La Moldavie veut séduire les pro-Europe

Si l’Ukraine flanche, après avoir pesé le pour et le contre d’un rapprochement avec l’Europe contre un éloignement de la Russie, il y a d’autres pays qui semblent toujours prêts pour créer des alliances avec le vieux continent.

C’est le cas de la Moldavie qui se prépare, durant ces deux jours, à parapher des accords d’association dans le cadre du partenariat oriental avec l’Union européenne.
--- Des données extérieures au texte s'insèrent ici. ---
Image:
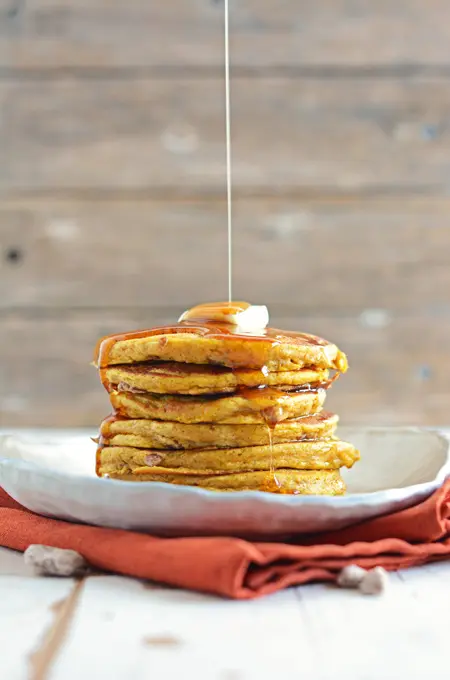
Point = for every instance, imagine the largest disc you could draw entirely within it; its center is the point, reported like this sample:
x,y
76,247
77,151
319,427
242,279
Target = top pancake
x,y
215,343
177,378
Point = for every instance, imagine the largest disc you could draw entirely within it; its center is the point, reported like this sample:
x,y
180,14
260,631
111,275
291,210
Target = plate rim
x,y
368,498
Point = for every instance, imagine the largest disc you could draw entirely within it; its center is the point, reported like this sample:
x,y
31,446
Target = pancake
x,y
305,482
176,378
158,434
244,406
321,454
216,343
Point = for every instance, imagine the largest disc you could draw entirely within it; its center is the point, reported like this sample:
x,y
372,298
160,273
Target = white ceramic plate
x,y
398,468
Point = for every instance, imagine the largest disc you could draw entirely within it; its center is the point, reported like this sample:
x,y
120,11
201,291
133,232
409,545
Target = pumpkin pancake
x,y
321,454
245,406
176,378
160,434
306,482
223,344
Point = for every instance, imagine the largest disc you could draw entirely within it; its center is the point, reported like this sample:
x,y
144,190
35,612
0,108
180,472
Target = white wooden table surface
x,y
115,628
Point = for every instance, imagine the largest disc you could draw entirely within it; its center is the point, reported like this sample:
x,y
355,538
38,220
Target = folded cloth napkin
x,y
242,569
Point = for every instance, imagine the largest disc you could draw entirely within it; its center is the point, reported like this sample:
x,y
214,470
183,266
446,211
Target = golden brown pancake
x,y
321,454
245,406
176,378
305,482
160,434
216,343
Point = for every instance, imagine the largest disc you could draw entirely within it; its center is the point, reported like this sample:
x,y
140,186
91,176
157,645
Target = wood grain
x,y
313,257
105,34
398,366
167,136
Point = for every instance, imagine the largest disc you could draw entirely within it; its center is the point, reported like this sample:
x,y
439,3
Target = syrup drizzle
x,y
228,143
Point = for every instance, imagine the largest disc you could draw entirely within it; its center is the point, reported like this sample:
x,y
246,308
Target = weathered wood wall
x,y
112,194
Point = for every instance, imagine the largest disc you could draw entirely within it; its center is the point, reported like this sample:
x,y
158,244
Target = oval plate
x,y
54,476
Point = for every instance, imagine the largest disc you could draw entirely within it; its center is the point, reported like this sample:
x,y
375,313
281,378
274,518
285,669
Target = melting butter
x,y
241,314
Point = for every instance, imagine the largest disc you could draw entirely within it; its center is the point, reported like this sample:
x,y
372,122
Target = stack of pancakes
x,y
207,403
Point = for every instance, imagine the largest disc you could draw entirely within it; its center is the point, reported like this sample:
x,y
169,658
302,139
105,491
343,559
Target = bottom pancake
x,y
301,482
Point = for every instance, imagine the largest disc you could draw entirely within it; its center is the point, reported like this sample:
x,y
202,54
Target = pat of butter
x,y
241,314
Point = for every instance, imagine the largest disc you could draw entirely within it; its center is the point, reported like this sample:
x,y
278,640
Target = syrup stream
x,y
228,144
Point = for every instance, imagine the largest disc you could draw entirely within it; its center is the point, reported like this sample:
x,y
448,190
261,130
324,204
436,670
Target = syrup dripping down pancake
x,y
160,434
216,343
321,454
266,405
176,378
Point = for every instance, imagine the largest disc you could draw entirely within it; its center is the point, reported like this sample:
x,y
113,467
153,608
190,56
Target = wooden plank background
x,y
112,191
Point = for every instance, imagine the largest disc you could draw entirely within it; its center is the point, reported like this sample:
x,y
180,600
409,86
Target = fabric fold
x,y
241,569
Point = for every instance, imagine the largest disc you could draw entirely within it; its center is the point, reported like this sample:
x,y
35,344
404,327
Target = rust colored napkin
x,y
241,569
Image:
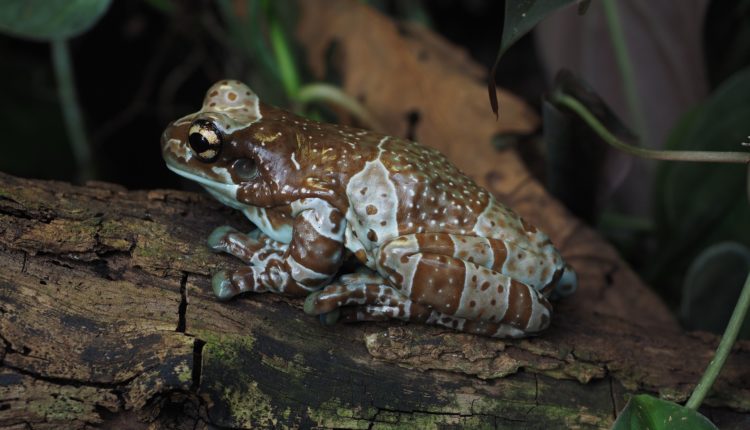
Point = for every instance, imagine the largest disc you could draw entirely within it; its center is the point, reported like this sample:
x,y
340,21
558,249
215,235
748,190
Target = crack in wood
x,y
182,309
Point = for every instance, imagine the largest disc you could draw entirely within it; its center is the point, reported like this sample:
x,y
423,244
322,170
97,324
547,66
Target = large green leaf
x,y
699,204
647,412
46,20
705,307
520,17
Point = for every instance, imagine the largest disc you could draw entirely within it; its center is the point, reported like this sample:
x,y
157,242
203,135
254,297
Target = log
x,y
107,319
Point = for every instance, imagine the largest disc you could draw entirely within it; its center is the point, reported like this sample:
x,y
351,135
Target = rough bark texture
x,y
106,318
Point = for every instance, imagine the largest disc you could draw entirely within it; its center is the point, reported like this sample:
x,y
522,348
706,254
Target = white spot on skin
x,y
294,161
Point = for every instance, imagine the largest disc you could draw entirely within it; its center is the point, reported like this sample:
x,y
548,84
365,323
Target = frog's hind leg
x,y
430,272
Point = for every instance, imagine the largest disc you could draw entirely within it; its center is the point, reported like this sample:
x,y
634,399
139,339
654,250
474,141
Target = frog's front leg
x,y
310,261
252,248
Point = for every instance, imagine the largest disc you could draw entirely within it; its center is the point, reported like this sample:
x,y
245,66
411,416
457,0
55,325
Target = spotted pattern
x,y
439,249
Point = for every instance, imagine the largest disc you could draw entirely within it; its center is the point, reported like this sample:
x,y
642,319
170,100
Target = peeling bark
x,y
107,319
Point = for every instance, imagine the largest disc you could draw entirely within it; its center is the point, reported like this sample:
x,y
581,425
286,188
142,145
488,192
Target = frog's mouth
x,y
226,193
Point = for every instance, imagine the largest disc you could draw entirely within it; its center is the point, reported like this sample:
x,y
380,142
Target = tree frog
x,y
434,247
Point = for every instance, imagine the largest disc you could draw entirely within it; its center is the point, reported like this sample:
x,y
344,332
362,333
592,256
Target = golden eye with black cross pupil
x,y
205,140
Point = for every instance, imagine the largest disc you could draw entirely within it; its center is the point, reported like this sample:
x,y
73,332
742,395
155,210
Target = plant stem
x,y
333,94
284,57
598,127
622,56
71,112
725,346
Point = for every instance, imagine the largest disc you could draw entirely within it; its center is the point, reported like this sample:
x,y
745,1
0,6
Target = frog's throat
x,y
225,193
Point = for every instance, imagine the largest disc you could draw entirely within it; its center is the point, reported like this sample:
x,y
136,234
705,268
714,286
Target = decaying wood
x,y
106,318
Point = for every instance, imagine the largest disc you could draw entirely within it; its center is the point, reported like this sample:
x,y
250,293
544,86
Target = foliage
x,y
648,412
47,20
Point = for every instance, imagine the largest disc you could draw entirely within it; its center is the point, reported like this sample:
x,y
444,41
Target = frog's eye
x,y
205,139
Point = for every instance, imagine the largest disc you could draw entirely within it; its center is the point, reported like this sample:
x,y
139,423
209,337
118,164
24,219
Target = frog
x,y
431,246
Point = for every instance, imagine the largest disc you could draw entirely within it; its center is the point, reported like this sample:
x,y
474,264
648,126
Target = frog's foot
x,y
229,284
567,285
349,292
227,239
423,314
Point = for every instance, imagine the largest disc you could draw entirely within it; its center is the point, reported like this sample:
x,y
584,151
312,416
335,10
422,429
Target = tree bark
x,y
107,319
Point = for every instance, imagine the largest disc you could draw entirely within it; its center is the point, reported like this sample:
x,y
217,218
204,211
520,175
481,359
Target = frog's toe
x,y
222,286
311,303
330,318
218,238
567,285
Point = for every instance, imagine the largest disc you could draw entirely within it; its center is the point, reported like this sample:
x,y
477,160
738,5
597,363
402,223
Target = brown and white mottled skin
x,y
438,248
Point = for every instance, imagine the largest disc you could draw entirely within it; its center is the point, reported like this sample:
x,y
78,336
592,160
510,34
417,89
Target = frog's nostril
x,y
245,169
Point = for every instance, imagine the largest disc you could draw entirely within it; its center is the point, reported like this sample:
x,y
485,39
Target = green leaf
x,y
700,204
705,307
520,17
46,20
647,412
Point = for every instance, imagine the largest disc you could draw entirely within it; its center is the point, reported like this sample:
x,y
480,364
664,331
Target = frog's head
x,y
211,146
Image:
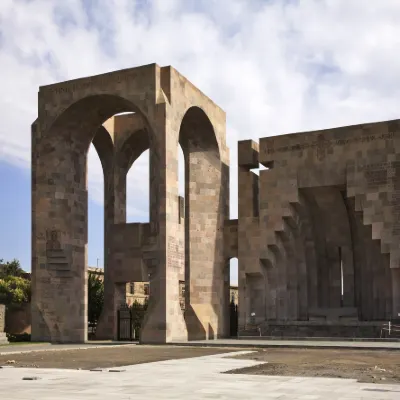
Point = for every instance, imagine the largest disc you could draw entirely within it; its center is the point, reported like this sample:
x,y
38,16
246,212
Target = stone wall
x,y
2,317
18,319
318,228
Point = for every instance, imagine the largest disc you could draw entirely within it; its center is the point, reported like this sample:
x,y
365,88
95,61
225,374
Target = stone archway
x,y
203,229
70,114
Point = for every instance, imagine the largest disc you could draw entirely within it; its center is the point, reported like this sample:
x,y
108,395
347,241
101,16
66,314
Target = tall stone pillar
x,y
395,292
3,337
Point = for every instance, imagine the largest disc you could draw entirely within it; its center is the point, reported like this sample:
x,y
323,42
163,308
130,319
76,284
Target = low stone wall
x,y
18,319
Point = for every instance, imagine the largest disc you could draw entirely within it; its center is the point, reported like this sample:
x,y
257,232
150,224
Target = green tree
x,y
138,312
14,290
95,298
10,268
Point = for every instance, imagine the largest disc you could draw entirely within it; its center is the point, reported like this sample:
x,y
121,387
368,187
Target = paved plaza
x,y
196,378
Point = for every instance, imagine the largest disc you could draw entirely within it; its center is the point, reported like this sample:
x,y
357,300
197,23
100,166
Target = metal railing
x,y
390,329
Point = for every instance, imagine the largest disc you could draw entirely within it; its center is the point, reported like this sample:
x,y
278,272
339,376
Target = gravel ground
x,y
377,366
105,357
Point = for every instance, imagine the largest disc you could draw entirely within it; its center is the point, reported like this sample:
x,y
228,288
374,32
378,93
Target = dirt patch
x,y
364,366
105,357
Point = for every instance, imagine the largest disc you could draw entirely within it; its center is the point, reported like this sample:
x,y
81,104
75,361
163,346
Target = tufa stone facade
x,y
3,336
317,234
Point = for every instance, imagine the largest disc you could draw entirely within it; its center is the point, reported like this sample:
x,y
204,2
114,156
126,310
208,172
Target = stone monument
x,y
317,236
3,337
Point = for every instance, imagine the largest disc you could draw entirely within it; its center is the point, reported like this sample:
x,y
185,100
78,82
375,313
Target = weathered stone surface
x,y
317,234
318,229
168,110
3,336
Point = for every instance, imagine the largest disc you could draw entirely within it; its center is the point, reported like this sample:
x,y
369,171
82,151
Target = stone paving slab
x,y
195,378
259,343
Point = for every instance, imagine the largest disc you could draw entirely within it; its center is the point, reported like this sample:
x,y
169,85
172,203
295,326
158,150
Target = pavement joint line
x,y
6,353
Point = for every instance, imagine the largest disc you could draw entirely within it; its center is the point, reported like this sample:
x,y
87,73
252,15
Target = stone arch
x,y
204,264
59,186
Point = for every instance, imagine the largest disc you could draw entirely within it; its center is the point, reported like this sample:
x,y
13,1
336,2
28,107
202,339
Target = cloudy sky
x,y
275,66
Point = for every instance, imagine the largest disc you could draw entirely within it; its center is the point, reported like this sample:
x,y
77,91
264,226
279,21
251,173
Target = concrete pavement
x,y
196,378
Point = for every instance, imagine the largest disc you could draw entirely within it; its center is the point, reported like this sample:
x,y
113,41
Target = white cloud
x,y
274,66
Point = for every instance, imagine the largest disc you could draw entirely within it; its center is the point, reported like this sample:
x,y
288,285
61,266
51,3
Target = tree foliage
x,y
95,298
14,290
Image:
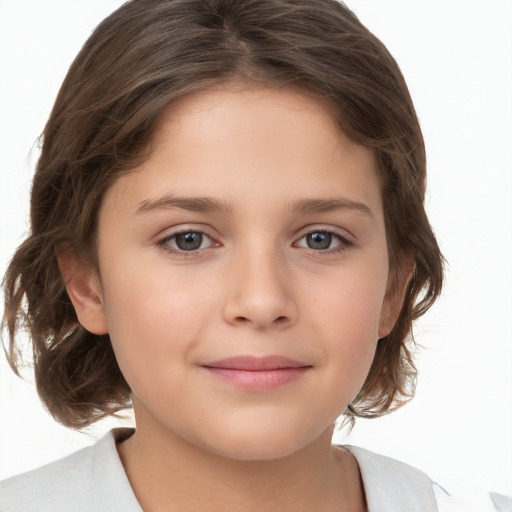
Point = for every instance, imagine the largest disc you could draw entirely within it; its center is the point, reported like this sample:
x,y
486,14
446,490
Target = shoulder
x,y
394,486
91,479
57,485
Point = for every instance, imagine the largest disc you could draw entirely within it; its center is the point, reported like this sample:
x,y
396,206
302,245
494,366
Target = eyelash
x,y
343,242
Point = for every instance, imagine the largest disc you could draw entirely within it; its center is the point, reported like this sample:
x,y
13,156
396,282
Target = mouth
x,y
257,373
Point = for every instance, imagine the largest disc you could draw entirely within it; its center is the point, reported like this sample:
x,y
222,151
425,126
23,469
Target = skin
x,y
254,287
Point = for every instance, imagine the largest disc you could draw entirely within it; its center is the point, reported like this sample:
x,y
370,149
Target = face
x,y
244,272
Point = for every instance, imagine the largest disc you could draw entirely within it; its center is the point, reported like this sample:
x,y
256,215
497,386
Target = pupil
x,y
319,240
189,241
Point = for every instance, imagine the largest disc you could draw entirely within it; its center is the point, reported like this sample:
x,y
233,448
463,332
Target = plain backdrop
x,y
457,59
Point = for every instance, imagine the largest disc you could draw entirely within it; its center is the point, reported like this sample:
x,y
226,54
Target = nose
x,y
259,293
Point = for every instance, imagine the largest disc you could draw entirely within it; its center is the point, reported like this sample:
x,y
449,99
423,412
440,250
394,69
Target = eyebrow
x,y
329,204
194,204
209,204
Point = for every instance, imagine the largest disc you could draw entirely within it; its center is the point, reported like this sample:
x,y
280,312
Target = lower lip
x,y
258,380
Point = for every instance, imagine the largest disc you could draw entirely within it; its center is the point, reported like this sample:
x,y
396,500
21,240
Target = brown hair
x,y
141,58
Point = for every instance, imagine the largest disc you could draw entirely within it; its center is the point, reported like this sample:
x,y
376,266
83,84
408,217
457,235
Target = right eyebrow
x,y
194,204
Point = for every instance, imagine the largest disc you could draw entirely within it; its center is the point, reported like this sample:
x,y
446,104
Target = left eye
x,y
189,241
320,240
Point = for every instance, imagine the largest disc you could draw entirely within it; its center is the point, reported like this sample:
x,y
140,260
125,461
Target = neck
x,y
168,473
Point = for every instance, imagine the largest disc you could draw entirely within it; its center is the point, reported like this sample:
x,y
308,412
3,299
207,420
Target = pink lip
x,y
257,373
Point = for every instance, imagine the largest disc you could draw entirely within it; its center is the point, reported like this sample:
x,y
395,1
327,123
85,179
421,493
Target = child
x,y
227,230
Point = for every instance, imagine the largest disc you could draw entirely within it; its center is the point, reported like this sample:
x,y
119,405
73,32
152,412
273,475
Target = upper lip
x,y
253,363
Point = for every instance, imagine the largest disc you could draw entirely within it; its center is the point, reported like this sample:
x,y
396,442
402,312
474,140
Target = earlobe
x,y
84,290
394,298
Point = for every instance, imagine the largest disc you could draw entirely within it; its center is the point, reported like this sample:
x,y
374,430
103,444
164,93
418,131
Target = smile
x,y
257,373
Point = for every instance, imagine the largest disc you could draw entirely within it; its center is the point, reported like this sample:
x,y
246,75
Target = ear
x,y
84,289
393,300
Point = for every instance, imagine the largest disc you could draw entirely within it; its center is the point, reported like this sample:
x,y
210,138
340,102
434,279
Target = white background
x,y
457,59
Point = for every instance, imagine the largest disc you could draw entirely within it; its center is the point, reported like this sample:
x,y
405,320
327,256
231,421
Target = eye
x,y
186,241
320,240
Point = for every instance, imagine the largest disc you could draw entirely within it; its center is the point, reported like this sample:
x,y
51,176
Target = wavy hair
x,y
140,59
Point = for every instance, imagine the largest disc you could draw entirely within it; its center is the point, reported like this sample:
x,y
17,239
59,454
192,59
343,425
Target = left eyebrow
x,y
329,204
194,204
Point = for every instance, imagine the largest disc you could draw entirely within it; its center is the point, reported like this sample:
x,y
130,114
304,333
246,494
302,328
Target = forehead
x,y
228,140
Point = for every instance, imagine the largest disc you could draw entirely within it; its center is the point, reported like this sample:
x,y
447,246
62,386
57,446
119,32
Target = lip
x,y
257,373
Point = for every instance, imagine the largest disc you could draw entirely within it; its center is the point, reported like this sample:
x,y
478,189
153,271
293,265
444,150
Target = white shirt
x,y
93,480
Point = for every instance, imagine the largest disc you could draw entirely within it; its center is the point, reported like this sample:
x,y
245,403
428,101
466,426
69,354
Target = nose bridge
x,y
259,292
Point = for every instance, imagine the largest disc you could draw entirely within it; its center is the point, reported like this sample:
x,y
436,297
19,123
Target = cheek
x,y
153,318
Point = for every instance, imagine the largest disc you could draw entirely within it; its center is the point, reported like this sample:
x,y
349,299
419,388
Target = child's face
x,y
255,229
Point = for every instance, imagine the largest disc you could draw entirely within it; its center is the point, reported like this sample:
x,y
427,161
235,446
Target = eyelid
x,y
163,240
346,240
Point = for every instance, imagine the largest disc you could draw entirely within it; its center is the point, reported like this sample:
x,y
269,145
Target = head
x,y
139,64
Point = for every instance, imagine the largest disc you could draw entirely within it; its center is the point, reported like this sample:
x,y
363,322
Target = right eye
x,y
186,241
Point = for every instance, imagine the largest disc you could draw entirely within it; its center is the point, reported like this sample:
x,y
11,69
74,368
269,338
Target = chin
x,y
263,444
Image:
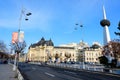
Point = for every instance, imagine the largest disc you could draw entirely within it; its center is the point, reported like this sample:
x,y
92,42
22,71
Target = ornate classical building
x,y
44,50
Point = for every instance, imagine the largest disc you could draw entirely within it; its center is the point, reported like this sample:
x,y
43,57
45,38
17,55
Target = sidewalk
x,y
6,72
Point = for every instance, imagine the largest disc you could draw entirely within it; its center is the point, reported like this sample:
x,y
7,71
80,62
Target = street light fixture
x,y
76,28
19,46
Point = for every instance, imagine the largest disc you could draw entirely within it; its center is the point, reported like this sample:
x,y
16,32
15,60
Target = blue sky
x,y
56,19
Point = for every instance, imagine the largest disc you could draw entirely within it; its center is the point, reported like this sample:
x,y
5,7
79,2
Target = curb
x,y
19,75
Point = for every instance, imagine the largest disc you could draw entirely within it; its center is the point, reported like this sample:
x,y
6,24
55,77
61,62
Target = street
x,y
42,72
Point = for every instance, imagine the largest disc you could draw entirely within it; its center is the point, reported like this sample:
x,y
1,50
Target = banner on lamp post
x,y
14,37
21,36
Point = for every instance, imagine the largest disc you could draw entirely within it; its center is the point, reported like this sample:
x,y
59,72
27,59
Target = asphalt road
x,y
41,72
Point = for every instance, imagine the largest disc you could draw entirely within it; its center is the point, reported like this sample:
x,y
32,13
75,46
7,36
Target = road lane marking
x,y
70,72
49,74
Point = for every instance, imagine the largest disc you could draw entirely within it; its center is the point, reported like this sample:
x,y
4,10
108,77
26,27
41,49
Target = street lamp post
x,y
19,46
83,56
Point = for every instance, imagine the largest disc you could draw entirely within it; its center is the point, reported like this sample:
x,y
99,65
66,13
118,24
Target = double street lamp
x,y
83,56
20,45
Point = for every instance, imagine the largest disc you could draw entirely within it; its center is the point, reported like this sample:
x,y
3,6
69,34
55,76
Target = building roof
x,y
42,42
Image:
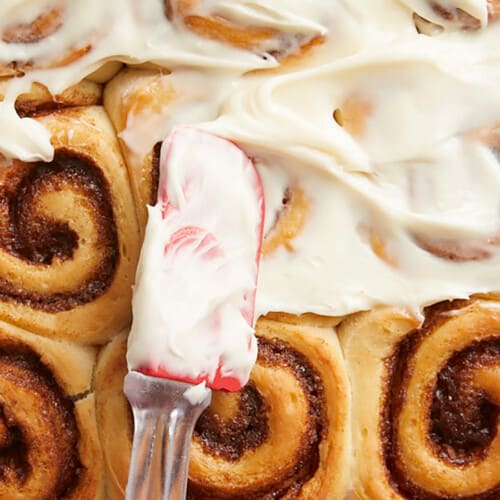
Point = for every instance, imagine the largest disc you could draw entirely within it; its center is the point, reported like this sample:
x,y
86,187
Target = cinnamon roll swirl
x,y
28,32
212,23
446,14
286,434
426,401
69,239
49,446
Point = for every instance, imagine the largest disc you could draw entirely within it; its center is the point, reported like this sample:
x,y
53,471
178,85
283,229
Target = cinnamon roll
x,y
426,401
289,221
216,23
49,446
85,93
140,98
69,239
285,434
445,14
471,249
28,32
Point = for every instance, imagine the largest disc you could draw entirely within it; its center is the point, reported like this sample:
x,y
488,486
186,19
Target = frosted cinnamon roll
x,y
436,15
469,249
136,101
258,27
425,401
285,434
49,446
85,93
69,238
288,221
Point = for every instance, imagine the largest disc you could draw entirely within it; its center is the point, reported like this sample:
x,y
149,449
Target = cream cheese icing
x,y
193,301
401,160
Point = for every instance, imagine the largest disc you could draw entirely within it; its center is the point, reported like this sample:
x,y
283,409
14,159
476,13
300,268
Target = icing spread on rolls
x,y
194,297
382,131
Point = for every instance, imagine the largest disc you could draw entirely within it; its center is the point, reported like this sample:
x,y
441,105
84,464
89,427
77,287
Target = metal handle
x,y
164,419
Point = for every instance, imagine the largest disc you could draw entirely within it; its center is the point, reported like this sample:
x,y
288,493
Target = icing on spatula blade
x,y
193,301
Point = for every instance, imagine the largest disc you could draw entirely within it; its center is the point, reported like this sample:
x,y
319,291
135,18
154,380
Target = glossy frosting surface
x,y
390,134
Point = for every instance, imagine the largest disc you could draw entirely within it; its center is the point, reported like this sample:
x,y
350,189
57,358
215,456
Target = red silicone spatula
x,y
193,302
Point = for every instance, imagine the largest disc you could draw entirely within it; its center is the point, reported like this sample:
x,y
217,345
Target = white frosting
x,y
411,171
194,293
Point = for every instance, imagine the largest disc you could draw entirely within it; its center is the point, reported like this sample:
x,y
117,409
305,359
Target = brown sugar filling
x,y
248,428
45,447
39,240
462,420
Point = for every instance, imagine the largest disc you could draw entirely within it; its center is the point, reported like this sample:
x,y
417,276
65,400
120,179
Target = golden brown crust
x,y
48,436
114,416
133,94
257,38
425,407
38,99
69,240
455,15
289,222
286,432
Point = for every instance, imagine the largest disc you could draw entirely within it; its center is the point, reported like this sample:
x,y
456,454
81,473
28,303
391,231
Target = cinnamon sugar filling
x,y
462,419
247,427
39,454
38,239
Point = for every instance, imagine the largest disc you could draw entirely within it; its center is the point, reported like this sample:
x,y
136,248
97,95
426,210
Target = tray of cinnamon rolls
x,y
375,129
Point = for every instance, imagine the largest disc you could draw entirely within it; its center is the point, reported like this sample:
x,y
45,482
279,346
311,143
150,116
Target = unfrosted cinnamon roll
x,y
426,401
48,437
286,434
69,239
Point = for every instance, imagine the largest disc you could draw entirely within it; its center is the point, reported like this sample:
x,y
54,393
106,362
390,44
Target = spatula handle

Dans la perspective d’élections prévues en 2014, les autorités moldaves s’engagent en faveur d’une ouverture vers l’Europe, un axe politique qui devrait peser lourd dans la balance électorale de cette échéance.

Moldavie et Géorgie prêtes à signer

Après plusieurs années de discussions, l’Union européenne, à Vilnius, compte ouvrir une nouvelle page de ses relations avec ses voisins. Six pays sont particulièrement concernés par ce rapprochement : l’Ukraine, la Biélorussie, la Moldavie, la Géorgie, l’Arménie et l’Azerbaïdjan.

"Ces six pays ont déjà noué des accords à différents degrés", explique le journaliste Philippe Regnier, pour le quotidien belge Le Soir. "Le partenaire le plus ‘privilégié’ c’est la Turquie, qui, depuis 2005, a obtenu le statut de candidat officiel à l’adhésion à l’UE".

Pour établir ce partenariat oriental, plusieurs pays étaient, à l’origine, partants. L’Ukraine semble avoir reculé, mais la Moldavie et la Géorgie sont toujours sur les rangs.

"En ce qui concerne la Moldavie et la Géorgie, on est proche de la signature", affirme Philippe Regnier pour Le Soir.

L’illusion européenne

Pour les Moldaves, l’Union européenne annonce une forme de paradis. Un paradis qui pourrait sauver le pays de la pauvreté. Pourtant, ils sont déjà nombreux à mettre en garde contre les dangers d’un marché libre entre l’Union européenne et ces pays pauvres, peut-être pas encore prêts à être emporté dans le tourbillon européen.

"Aujourd’hui, les autorités donnent l’illusion qu’après le sommet de Vilnius la vie sera un paradis", estime ainsi Igor Volnitski, directeur de la société Politexpert, au site Ria Novosti.

Les observateurs craignent en effet que les marchés de ces pays émergents ne soient envahis de produits européens que les producteurs moldaves ne pourront pas concurrencer. D’autre part, ces mêmes produits, qui auront accès libre dans l’Union européenne, ne trouveront peut-être que peu de consommateurs, pour des questions de compétitivité, encore une fois.

Coûte que coûte, la Moldavie veut s’engager

Certains experts estiment que cette ouverture à l’ouest pourrait représenter une véritable opportunité pour de nombreux Moldaves.

"La libéralisation du régime de visas avec l’UE pourrait être un bonus pour les pro-européens moldaves", lit-on sur Ria Novosti. "Elle s’ajoutera à l’ouverture de l’espace aérien du pays, qui a fait significativement baisser les tarifs pour se déplacer en Europe – une avancée positive pour les centaines de milliers de Moldaves qui cherchent du travail en Occident".

Mais qu’en sera-t-il de la qualité de vie des Moldaves ? Ria Novosti termine par une touche négative. "Une chose est sûre : le sommet va s’achever, puis viendra le 30 novembre. Les Moldaves attendront toujours leur salaire misérable (un dixième de la moyenne européenne). Les retraités s’efforceront de survivre jusqu’à la prochaine retraite, qui ne suffira même pas pour payer la facture de chauffage", peut-on encore lire sur le site Ria Novosti.